Jul 11, 2022
God, most of the Brothers Grimm fairytales were awful, weren't they? I mean, sometimes there were intriguing elements; a few grotesqueries that are almost always removed from the adaptations, as most of them are intended for children; these stories were pretty much skeletons for artists to add meat and flesh to, yet the telling is almost always too faithful. Artists are all too happy to just dress the skeleton up in a suit, paint its face and put on a clown nose, parade it around town, chuck it in the cellar closet once everyone gets bored, then call it a day!
This adaptation compresses The
Golden Bird story in a way that's serviceable, kidifies it, and most of the story changes are for the better, though largely irrelevant and not worth recounting.
One of the bigger referents for the art direction might have been the old Disney fairy tales—primarily some of the art of Eyvind Earle for Sleeping Beauty... otherwise, old fantasy and fairy tale artwork from the likes of John Bauer or Kay Nielsen.
Shelved until 1984, finally being released in 1987, and, eh... I can kind of see why they weren't overly eager about releasing this, but at the same time it's solid enough and has worthwhile enough contributions to deserve being seen—it's just there's a constant issue of mismatch and mediocrity.
After the opening cut of a bright glowing bird and abstract animation, followed with an atmospheric scene of a mist-cloaked tree, appropriately depicted using mystical tones for the music, my interest was piqued, but then we have scraggly cartoon characters running around flat fantasy art—some of which is very good... other times the characters and background art are simply too mismatched to maintain immersion.

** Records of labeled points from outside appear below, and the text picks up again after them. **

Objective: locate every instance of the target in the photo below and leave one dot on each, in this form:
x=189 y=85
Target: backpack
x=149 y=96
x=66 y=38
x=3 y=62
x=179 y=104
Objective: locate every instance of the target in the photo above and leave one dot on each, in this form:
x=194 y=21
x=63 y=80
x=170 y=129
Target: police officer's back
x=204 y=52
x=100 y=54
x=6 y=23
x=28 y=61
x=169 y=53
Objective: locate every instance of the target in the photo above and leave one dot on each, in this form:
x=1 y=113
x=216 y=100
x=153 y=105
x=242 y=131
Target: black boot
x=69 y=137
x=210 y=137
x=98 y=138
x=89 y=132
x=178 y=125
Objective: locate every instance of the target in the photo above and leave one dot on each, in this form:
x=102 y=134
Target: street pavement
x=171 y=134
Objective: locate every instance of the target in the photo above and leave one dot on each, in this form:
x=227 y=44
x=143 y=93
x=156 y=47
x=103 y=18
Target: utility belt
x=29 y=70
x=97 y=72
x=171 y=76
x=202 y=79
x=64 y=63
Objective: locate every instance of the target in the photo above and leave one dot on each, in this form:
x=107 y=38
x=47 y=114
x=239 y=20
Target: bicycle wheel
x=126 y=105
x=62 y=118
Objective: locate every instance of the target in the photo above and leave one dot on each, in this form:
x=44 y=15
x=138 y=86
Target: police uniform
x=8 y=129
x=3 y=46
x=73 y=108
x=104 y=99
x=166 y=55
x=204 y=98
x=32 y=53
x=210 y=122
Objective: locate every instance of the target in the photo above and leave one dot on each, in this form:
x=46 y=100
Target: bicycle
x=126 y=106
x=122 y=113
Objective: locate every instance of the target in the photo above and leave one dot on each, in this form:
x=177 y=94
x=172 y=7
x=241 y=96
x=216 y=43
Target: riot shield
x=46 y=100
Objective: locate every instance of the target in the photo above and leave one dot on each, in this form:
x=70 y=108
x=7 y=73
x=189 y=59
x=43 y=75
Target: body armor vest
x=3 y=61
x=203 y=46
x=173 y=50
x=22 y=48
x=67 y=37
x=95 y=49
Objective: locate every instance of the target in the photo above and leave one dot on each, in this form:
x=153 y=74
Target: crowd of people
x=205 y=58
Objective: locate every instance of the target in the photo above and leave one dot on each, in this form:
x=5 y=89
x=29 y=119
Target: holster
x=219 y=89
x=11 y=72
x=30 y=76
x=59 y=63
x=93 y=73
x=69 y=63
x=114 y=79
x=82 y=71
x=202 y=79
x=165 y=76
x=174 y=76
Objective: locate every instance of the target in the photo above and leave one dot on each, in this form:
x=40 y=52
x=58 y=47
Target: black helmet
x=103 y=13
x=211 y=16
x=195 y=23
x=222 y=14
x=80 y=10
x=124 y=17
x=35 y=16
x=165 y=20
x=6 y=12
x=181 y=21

It's not altogether bad. I'm sure kids would enjoy it. Lulu, the fox, is a fun character, the cats are good henchmen, even the bird is charismatic as a drunkard, there's decent character animation for the childish character art, and the animation is often solid, though I wouldn't say there's much in terms of the style that makes it a must watch, though with a few exceptions...
The battle scene with the tin knights is more rousing than most of what precedes it, even if the guitar music is poorly chosen at the end, and the flow continues when the massive tin knight chases the heroes, but the only scene that was truly phenomenal was Atsuko Fukushima's key animation for the boy and girl riding on the golden horse. The whimsical yet technically meticulous animation, the sense of perspective, the color and lighting, and really everything about the scene is a great example of the power of animation. I'd say it's worth watching for that reason alone, but you'd be better served checking the choice bits on Sakugabooru or YouTube. Almost everything that I really liked was on the former.
Most of the best parts are from Fukushima, and the witch gets some of the very best scenes in general, including the psychedelic segments of the pointless musical interlude. One other standout scene is the cutesy moment when the kids ride the horse through the sky.
I really have to say that musical numbers are one of the great sins one can commit in art. The first song was bad, but at least it had quirky animation and was edited well. You can see the budget tank on the second musical bit when the boy meets the princess and falls in love. They are literally stills we're presented with. If you had an artistically gifted kindergarten student, you'd lovingly append these to your refrigerator and be proud to show it off even to art teachers, but you still probably wouldn't put them in your animated children's film.